Variability in Pharmacokinetics

  • Sources of Variability:

    • Genetic factors (pharmacogenomics) contribute to variability in drug response.

    • Different medications can interact, influencing drug efficacy and toxicity.

    • Individual responses to the same disease and medication can vary widely:

    • Experiencing toxicity without benefit

    • Achieving therapeutic benefit without toxicity

    • Achieving benefit with zero toxicity

    • No benefit nor toxicity

  • Contributing Factors:

    • Drug interactions

    • Genetic variations and organ function (renal and hepatic function)

    • Environmental factors (e.g., smoking, alcoholism)

    • Age-related changes affecting drug metabolism and clearance

Pharmacokinetic Parameters Variation

  • Individuals metabolize, distribute, and eliminate drugs differently.

  • Important assumption: Plasma concentration is comparable to concentration at drug effect sites for therapeutic efficacy.

    • Some effects (e.g., anticonvulsants) are hard to measure directly; absence of seizures serves as a surrogate endpoint.

Types of Variability

  • Inter-individual Variability: Differences among different patients due to varying genetic and health backgrounds.

  • Intra-individual Variability: Changes within a single individual, possibly due to dietary factors (e.g., consumption of grapefruit juice) or drug interactions.

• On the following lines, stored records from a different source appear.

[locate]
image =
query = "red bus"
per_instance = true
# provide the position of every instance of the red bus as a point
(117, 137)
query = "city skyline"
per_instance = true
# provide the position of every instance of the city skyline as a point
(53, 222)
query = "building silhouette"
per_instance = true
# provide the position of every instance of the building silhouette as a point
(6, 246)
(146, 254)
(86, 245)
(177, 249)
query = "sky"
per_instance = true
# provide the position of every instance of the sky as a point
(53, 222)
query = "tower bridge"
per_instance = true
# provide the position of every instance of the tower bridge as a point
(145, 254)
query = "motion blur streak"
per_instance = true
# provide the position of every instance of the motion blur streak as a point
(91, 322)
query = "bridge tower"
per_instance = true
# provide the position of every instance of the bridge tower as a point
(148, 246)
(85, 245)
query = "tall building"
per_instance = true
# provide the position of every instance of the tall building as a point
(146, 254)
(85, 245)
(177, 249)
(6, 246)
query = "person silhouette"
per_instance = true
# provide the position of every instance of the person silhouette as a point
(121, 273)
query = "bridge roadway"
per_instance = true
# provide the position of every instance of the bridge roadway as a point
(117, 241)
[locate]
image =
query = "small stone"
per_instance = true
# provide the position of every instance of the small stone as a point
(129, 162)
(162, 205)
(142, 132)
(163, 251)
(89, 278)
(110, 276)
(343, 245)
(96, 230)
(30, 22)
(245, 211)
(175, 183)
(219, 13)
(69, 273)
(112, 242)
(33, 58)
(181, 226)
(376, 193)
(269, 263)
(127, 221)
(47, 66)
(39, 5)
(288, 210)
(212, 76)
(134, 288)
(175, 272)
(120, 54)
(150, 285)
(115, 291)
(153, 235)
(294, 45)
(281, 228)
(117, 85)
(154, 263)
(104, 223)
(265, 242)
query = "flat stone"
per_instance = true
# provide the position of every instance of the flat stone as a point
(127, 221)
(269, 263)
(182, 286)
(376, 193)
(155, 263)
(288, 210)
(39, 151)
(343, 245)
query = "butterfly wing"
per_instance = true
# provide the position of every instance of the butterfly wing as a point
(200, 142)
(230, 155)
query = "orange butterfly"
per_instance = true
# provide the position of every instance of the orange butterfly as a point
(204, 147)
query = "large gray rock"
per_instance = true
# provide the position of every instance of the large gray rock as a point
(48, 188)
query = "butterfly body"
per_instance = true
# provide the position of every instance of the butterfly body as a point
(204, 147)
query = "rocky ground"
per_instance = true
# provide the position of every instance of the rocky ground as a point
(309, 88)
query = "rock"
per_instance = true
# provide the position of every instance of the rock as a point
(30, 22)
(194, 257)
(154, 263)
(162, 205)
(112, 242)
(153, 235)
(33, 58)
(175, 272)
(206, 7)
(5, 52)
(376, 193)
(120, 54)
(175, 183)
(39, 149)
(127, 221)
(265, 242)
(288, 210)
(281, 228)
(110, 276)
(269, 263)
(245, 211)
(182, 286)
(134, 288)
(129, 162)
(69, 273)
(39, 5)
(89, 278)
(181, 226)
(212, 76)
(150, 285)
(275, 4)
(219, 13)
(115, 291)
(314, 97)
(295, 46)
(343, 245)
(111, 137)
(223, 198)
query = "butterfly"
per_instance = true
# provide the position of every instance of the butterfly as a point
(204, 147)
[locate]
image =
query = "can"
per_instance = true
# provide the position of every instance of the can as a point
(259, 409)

  • Inter-occasional Variability: Variations due to changes in physical condition, exemplified by digoxin's distribution dynamics before and after exercise.

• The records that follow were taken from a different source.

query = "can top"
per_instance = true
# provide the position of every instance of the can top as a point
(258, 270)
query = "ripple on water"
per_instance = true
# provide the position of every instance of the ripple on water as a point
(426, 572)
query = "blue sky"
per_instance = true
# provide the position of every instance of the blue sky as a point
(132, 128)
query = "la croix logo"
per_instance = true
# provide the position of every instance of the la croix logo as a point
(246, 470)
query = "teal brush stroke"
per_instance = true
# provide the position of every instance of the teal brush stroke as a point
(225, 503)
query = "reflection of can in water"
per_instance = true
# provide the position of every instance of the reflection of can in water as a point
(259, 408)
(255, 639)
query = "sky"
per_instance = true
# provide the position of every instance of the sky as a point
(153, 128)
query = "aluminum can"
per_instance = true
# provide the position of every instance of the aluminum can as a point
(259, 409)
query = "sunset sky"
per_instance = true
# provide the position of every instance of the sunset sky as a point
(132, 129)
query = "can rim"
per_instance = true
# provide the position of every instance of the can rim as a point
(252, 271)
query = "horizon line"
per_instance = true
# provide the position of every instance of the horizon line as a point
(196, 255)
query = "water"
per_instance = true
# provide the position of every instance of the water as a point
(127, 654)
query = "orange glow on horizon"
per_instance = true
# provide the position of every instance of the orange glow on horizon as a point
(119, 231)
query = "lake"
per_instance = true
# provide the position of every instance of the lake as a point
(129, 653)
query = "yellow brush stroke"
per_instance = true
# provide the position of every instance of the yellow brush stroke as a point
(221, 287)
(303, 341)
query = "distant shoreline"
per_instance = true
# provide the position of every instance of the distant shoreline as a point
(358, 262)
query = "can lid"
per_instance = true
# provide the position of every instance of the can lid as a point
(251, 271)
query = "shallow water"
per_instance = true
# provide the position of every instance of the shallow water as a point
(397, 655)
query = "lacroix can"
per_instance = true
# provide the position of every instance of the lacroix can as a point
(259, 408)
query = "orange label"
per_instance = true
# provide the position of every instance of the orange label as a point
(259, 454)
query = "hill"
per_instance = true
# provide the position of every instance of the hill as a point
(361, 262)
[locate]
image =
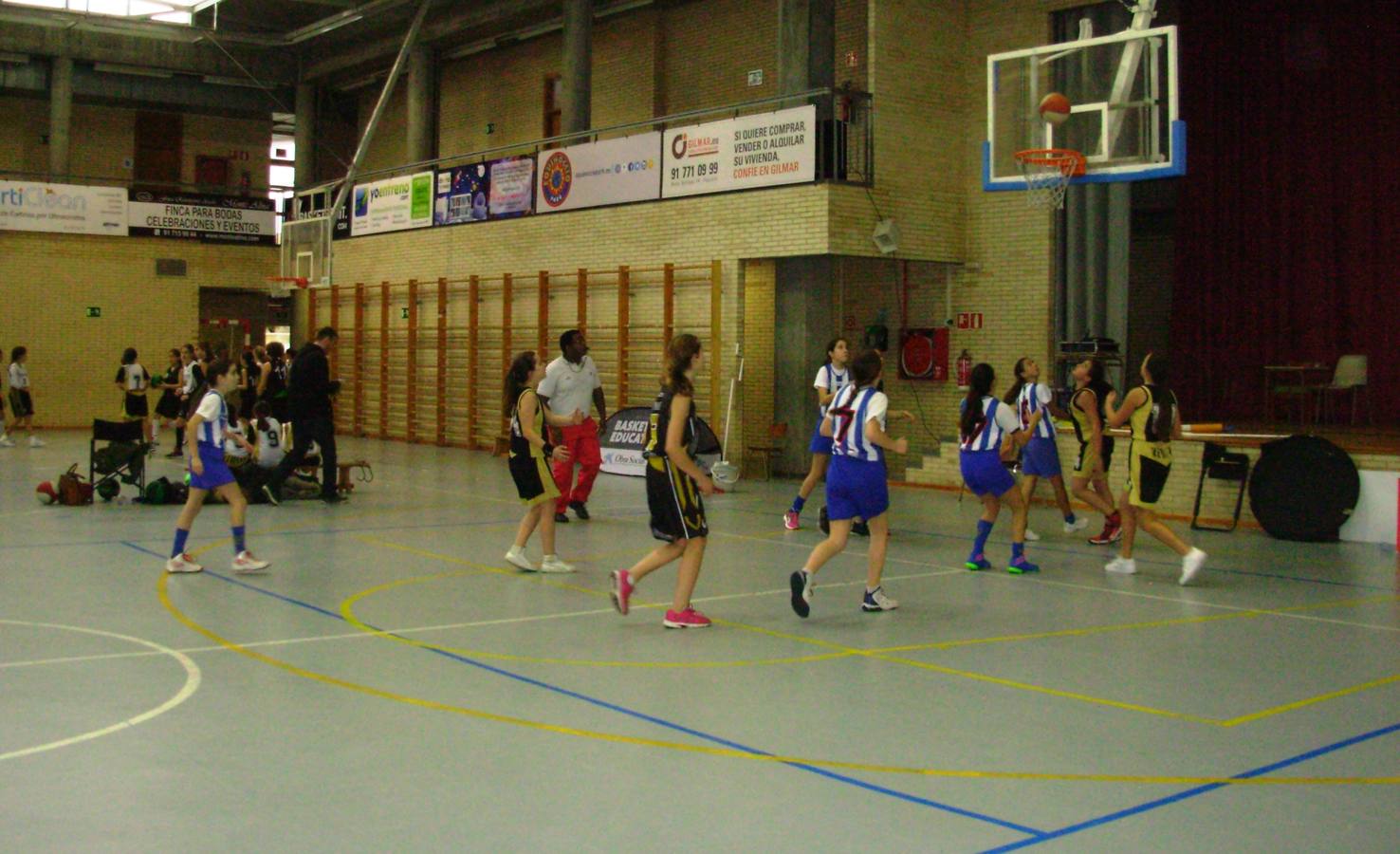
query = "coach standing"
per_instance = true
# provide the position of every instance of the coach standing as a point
(308, 405)
(571, 382)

  • Residual Variability: Errors in blood sample measurement due to laboratory factors such as assay sensitivity and storage conditions.

Traditional vs Modern Approaches to PK Estimation

  • Traditional Two-Stage Method:

    • Involves full PK analysis for all individuals and averaging results. Requires extensive blood sampling and thus is time-consuming and costly.

    • Mostly applies to healthy volunteers, potentially skewing results for a larger population.

  • Mixed-Effects Modeling:

    • Estimates population PK parameters efficiently in a single process using data from many individuals simultaneously.

    • Requires fewer samples from each individual but extensive patient population.

    • It relies on regression analysis to account for fixed and random effects across the population.

Therapeutic Drug Monitoring

  • Definition: Adjusting dosing based on drug concentration to achieve effective therapeutic levels while minimizing toxicity.

  • Used when:

    • Pharmacological responses are hard to measure.

    • Consequences of inadequate dosing are serious (e.g., immunosuppressants).

    • There is a direct correlation between plasma concentration and clinical effect.

    • Drugs exhibit narrow therapeutic windows (e.g., digoxin, anticonvulsants).

  • Process:

  • Start with population typical values to estimate an individual dose and measure the blood level.

  • Refine estimates based on individual PK characteristics if plasma concentrations deviate from expected values.

Considerations in Drug Concentration Monitoring

  • Assessing patient compliance and clinical history before dosage adjustment.

  • Need to clarify if the measured drug concentration corresponds to the correct therapeutic range (e.g., trough vs. peak) and biological specimen analyzed (plasma vs. whole blood).

  • Adjustments may be necessary based on age, comorbidities, drug interactions, and the patient’s clinical state.

Individualization of Therapy Strategies

  • Empirical Dose Adjustment: Particularly for drugs with linear PK behavior.

  • Nomograms: Visual aids relating plasma concentration to PK parameters to facilitate calculations for various conditions (e.g., digoxin clearance in congestive heart failure).

  • Bayesian Dose Prediction: Utilizes population PK knowledge to suggest dosing based on an individual's current concentration levels, employing computational methods.

Summary and Conclusion

  • Identifying variability in patient PK profiles is essential for effective therapeutic drug monitoring and dose individualization.

  • Understanding pharmacokinetic principles and patient-specific factors can significantly improve therapeutic outcomes while managing variability effectively.

  • Continuous education and adaptation of methodologies in therapeutic drug monitoring practices are key for optimizing patient care in pharmacotherapy.